An early orthodontic evaluation will probably not avoid the need to intervene again later, but it can lead to a simpler and more effective treatment for patients while reassuring them about their dental condition.
Examples of early orthodontic interventions
Here are some orthodontic procedures that may be indicated in patients as young as 7 years old:
- Palatal expansion to widen a too narrow palate or upper jaw;
- Control of finger or thumb sucking habit;
- Use of an oral screen to try to stop an infantile or atypical swallowing habit;
- Selective extractions to help the eruption of permanent teeth;
- Correction of an anterior or posterior crossbite.
Even if no problem seems apparent at first glance during a visual examination of the teeth of your 7-8 year old child, ask for an initial evaluation. Taking a panoramic X-ray around this age can reveal a lot about the dental future and the bite that is developing in your child.
Observation period, how often are observation visits?
- During the initial evaluation, if nothing major or abnormal requiring intervention is detected, the child will be placed under “observation” and evaluated again at regular intervals of 12 to 18 months to follow the evolution of his teeth.
- Appropriate recommendations will be made in a timely manner during subsequent visits.
- The dentist may recommend taking a panoramic X-ray to:
- get an overview of the developing dentition;
- follow the development and eruption of the dentition;
- ensure that all teeth are present and developing normally;
- assess the direction of eruption of the teeth and the space available for them to come out of the mouth;
- to anticipate and minimize the appearance of certain problems.

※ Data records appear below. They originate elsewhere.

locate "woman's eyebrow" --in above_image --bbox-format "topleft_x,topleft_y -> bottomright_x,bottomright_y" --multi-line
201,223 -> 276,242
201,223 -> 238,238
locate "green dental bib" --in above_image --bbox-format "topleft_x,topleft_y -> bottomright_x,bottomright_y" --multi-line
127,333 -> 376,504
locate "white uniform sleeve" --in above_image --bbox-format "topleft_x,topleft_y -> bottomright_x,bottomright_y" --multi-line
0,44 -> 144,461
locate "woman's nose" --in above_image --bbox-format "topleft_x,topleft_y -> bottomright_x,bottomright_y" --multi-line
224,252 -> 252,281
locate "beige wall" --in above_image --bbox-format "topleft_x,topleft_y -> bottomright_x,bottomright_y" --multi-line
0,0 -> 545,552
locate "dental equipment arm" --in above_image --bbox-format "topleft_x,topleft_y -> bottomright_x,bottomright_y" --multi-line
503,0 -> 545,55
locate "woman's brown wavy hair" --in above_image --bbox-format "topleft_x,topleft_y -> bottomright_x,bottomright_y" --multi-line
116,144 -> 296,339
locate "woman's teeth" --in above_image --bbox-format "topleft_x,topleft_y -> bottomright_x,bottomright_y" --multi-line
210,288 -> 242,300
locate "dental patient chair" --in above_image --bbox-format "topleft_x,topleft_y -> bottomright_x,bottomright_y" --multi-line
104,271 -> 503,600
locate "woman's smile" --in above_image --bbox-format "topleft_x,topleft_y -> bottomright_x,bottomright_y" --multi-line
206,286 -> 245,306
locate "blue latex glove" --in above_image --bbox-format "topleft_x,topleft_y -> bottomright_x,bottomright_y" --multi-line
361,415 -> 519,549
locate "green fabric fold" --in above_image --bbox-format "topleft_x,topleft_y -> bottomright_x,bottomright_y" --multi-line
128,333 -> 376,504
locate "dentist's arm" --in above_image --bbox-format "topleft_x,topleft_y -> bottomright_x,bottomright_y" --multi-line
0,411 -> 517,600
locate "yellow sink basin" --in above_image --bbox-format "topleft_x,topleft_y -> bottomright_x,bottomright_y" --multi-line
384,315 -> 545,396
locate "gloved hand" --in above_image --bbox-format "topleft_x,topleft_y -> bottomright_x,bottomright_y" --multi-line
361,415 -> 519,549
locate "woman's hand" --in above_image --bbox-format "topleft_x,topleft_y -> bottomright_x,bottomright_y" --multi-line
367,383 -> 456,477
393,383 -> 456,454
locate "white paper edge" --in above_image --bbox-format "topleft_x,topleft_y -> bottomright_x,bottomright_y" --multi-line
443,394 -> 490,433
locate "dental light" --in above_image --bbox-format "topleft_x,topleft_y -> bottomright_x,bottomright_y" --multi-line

- In patients with mixed dentition, that is to say those who still have temporary and permanent teeth, during the supervision of the eruption of the teeth, nature must be allowed to act between each examination and intervention (if there is place to intervene). It is therefore usually sufficient to reassess the development of the dentition every ± 12 months. There is no benefit in seeing patients more frequently unless a particular condition needs to be monitored more closely.